A structured practice package can support students with topic-by-topic practice, mini tests, mock tests, exam-style questions and step-by-step explanations.
10.1 CAT4 Level A Year 4 Practice Package Link
To start practising, use the link below:
Start CAT4 Level A Year 4 Practice Here
10.2 What Students Can Benefit From
This CAT4 Level A Year 4 package can support students with:
- Topic-by-topic practice
- Mini tests
- Mock test practice
- Verbal Reasoning
- Non-Verbal Reasoning
- Quantitative Reasoning
- Spatial Reasoning
- Verbal Classification
- Verbal Analogies
- Figure Classification
- Figure Matrices
- Number Analogies
- Number Series
- Figure Analysis
- Figure Recognition
- Step-by-step explanations
- Tutor Mode
- Exam Mode
- Confidence-building preparation
This structured approach helps students practise regularly, learn from explanations and build confidence before the assessment.
11. Final Thoughts
CAT4 Level A practice questions help Year 4 students become familiar with the reasoning skills needed for the assessment. They support confidence across words, figures, numbers and spatial thinking.
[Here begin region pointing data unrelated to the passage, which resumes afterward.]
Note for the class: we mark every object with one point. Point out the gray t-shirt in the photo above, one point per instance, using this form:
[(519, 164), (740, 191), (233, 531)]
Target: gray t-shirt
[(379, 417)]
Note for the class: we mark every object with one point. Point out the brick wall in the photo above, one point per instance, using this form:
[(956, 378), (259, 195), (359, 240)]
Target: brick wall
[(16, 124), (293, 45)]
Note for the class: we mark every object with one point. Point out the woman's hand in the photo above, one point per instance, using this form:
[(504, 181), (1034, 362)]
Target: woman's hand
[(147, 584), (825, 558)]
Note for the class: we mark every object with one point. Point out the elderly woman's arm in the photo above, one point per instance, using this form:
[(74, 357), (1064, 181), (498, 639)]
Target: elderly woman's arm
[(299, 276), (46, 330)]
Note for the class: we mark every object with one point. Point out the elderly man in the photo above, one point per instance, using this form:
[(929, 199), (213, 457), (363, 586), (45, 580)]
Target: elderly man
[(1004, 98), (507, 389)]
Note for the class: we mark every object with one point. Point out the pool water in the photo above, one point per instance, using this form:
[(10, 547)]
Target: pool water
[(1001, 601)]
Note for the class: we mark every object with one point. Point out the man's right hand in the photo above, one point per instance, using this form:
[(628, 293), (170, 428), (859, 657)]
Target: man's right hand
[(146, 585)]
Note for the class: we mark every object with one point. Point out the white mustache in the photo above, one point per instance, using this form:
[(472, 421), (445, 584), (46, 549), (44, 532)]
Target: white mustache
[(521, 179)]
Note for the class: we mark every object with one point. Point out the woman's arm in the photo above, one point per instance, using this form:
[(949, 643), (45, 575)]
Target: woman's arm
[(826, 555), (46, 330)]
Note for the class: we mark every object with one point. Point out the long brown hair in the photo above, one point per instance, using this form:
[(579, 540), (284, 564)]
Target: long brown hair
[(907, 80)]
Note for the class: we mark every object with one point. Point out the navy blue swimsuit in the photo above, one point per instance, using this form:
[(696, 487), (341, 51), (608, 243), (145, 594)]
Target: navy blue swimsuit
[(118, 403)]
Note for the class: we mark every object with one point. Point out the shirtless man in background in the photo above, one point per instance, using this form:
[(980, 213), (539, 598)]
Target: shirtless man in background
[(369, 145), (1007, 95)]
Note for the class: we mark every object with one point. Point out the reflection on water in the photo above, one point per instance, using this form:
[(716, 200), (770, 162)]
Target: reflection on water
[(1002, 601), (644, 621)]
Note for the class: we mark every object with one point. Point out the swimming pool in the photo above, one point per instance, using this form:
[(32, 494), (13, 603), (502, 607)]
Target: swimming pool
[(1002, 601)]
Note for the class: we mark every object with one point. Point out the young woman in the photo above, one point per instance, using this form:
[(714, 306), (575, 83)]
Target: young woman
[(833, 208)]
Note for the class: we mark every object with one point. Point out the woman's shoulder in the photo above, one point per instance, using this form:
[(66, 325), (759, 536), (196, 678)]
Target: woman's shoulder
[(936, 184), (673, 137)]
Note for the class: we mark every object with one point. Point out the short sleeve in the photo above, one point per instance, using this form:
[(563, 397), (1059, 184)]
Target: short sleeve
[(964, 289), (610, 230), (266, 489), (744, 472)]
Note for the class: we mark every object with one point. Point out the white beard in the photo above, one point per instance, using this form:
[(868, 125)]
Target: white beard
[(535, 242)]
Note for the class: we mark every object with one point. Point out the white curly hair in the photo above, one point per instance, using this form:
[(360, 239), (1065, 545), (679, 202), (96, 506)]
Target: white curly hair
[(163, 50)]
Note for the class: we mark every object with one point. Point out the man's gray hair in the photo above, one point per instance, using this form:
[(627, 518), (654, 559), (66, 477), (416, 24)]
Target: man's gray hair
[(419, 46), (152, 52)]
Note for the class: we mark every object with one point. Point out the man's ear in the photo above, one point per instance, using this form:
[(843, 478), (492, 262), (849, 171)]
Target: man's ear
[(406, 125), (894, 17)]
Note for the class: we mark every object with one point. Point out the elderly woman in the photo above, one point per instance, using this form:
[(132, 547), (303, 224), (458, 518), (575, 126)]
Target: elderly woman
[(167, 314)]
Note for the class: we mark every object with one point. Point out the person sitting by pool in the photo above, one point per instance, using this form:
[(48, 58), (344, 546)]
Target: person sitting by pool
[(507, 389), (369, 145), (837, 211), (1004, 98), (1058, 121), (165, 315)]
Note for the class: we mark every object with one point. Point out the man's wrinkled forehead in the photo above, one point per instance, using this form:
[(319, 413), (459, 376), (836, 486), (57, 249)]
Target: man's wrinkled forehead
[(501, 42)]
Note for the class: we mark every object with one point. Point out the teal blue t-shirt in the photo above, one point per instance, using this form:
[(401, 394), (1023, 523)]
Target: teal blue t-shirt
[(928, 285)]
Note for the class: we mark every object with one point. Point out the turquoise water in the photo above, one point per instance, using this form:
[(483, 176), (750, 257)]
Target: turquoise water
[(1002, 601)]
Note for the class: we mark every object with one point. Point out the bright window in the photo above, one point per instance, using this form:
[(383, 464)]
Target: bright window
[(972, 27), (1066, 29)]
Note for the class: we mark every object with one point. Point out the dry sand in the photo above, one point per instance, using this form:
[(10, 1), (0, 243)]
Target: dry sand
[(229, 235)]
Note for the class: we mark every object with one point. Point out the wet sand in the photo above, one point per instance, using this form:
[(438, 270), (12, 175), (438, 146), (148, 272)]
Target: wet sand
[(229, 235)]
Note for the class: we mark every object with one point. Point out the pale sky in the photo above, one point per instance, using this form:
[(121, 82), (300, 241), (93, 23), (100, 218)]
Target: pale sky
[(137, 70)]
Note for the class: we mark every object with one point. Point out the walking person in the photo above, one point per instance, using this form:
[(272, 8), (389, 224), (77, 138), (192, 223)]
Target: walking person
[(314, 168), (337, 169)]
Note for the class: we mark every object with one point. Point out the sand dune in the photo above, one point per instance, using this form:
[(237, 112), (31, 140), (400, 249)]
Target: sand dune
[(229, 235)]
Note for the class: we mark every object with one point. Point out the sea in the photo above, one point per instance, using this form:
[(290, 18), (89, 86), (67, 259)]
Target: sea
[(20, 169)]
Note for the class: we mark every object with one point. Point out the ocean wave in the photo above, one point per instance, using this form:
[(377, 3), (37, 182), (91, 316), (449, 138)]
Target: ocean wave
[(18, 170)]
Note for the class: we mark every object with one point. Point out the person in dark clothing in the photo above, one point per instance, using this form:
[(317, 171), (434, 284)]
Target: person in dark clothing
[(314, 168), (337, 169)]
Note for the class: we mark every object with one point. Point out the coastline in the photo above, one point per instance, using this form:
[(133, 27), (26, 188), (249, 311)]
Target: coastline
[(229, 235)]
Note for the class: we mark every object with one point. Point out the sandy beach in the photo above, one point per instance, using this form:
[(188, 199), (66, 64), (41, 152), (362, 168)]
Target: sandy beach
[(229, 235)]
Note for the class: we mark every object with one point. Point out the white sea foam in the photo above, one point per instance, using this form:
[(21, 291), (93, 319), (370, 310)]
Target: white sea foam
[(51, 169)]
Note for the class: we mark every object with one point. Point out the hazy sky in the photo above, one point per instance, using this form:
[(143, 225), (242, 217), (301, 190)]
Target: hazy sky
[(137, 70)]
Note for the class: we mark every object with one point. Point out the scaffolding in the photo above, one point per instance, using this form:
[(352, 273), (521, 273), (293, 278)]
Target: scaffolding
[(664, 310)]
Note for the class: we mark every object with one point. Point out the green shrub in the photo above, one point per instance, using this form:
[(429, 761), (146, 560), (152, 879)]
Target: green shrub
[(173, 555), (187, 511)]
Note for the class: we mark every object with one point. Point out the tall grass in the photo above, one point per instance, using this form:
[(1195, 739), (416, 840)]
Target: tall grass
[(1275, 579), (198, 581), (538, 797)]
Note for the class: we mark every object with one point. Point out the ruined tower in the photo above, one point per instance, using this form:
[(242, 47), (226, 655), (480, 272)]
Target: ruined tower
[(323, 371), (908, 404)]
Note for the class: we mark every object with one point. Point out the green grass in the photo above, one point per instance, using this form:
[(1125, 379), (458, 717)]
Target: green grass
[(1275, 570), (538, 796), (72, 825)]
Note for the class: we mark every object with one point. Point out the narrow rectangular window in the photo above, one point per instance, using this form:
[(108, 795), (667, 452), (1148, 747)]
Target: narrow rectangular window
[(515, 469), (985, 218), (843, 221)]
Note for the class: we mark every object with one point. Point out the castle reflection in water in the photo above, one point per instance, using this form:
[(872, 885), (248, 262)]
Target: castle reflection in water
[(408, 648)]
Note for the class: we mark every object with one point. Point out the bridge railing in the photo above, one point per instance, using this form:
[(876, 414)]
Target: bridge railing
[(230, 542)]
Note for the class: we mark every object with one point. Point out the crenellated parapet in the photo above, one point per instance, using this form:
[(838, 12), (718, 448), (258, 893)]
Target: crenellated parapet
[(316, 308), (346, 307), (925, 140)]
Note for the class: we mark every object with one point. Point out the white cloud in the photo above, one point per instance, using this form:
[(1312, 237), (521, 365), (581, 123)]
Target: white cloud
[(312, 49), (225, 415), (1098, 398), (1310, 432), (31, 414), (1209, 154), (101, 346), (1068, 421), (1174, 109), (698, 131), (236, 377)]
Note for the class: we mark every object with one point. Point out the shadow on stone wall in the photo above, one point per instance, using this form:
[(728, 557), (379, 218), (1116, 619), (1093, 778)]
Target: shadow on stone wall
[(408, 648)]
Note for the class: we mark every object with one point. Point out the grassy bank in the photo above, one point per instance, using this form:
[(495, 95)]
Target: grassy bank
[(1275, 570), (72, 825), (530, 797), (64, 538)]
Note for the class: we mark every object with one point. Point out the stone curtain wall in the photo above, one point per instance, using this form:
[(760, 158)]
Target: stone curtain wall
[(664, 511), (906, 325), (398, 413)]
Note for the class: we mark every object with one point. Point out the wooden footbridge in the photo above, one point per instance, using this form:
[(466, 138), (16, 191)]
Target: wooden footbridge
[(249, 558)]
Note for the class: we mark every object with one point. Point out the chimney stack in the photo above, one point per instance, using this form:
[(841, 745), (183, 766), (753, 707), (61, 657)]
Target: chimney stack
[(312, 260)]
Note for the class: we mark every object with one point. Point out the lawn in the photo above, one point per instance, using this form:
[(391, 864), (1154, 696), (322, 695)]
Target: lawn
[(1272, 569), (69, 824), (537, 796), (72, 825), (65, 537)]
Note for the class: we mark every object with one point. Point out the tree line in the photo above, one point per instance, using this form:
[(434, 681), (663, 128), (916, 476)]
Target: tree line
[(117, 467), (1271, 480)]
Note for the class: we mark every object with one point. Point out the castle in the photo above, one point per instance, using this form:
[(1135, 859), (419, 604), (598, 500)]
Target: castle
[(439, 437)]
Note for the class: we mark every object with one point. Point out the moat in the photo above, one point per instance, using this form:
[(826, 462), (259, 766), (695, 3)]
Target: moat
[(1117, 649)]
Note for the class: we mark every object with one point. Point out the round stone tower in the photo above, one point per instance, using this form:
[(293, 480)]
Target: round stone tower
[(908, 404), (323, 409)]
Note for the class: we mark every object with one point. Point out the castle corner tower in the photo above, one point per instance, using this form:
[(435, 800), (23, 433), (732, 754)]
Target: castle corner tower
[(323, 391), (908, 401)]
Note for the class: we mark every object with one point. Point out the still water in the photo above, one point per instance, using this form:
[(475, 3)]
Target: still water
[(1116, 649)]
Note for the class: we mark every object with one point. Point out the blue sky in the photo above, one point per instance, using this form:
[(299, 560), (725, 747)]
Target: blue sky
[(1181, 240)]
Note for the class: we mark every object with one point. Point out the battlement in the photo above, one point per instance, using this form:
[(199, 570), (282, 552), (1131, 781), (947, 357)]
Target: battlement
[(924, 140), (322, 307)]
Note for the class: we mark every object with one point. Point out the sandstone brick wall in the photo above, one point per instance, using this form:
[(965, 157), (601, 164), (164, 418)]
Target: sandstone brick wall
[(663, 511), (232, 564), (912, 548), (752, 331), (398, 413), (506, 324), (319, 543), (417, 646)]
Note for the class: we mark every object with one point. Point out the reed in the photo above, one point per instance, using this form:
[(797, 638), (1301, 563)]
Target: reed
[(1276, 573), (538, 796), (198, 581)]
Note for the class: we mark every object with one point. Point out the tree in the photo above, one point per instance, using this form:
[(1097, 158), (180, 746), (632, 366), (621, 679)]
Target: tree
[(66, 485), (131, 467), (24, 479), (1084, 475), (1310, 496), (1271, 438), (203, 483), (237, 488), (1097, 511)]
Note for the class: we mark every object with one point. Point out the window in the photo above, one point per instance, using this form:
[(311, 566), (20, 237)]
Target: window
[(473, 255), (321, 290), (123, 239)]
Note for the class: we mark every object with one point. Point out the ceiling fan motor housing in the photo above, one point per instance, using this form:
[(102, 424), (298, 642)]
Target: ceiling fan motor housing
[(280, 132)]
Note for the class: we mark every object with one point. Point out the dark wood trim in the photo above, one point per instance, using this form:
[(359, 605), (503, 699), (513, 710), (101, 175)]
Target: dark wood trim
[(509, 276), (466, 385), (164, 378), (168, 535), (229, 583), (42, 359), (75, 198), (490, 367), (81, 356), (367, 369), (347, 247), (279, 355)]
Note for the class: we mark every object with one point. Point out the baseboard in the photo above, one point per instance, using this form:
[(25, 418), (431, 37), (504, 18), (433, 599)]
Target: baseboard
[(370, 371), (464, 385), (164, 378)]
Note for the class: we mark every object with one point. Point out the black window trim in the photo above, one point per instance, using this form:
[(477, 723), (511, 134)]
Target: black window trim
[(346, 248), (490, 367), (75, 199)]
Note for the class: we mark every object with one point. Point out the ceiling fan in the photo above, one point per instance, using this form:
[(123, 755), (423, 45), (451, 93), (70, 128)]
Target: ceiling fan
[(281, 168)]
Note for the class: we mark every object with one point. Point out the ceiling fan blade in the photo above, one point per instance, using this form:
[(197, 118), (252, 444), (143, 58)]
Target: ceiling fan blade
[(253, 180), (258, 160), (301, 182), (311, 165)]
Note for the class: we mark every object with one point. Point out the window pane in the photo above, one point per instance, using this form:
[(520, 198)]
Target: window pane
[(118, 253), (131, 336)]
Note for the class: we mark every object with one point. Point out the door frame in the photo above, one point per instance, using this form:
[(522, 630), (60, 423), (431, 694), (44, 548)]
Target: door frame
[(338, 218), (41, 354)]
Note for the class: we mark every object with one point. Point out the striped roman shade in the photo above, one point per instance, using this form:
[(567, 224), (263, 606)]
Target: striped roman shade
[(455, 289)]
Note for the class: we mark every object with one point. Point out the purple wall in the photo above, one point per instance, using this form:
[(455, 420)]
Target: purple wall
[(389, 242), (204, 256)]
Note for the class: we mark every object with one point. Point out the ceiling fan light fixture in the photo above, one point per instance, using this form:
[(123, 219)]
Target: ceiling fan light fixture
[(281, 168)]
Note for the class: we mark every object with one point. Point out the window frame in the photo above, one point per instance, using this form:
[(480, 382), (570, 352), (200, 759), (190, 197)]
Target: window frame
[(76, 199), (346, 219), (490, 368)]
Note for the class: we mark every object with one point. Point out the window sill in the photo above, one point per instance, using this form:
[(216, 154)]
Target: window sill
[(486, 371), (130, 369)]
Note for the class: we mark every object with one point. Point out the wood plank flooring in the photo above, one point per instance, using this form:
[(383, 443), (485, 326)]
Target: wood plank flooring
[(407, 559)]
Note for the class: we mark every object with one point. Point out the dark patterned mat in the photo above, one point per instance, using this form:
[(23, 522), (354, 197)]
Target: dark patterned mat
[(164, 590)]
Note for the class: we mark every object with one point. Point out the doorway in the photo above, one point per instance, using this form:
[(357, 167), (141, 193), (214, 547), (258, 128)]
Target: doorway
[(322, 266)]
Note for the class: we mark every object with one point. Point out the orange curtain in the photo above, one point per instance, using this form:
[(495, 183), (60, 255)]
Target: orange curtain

The best preparation is calm, structured and consistent. Students should not focus only on getting answers right. They should focus on understanding the rule, checking answer choices, reviewing explanations and learning from mistakes.
With regular practice, 20 sample question spaces, mini tests, mock tests, step-by-step explanations and parent support, Year 4 students can approach CAT4 Level A with stronger reasoning skills, better accuracy and a calmer mindset.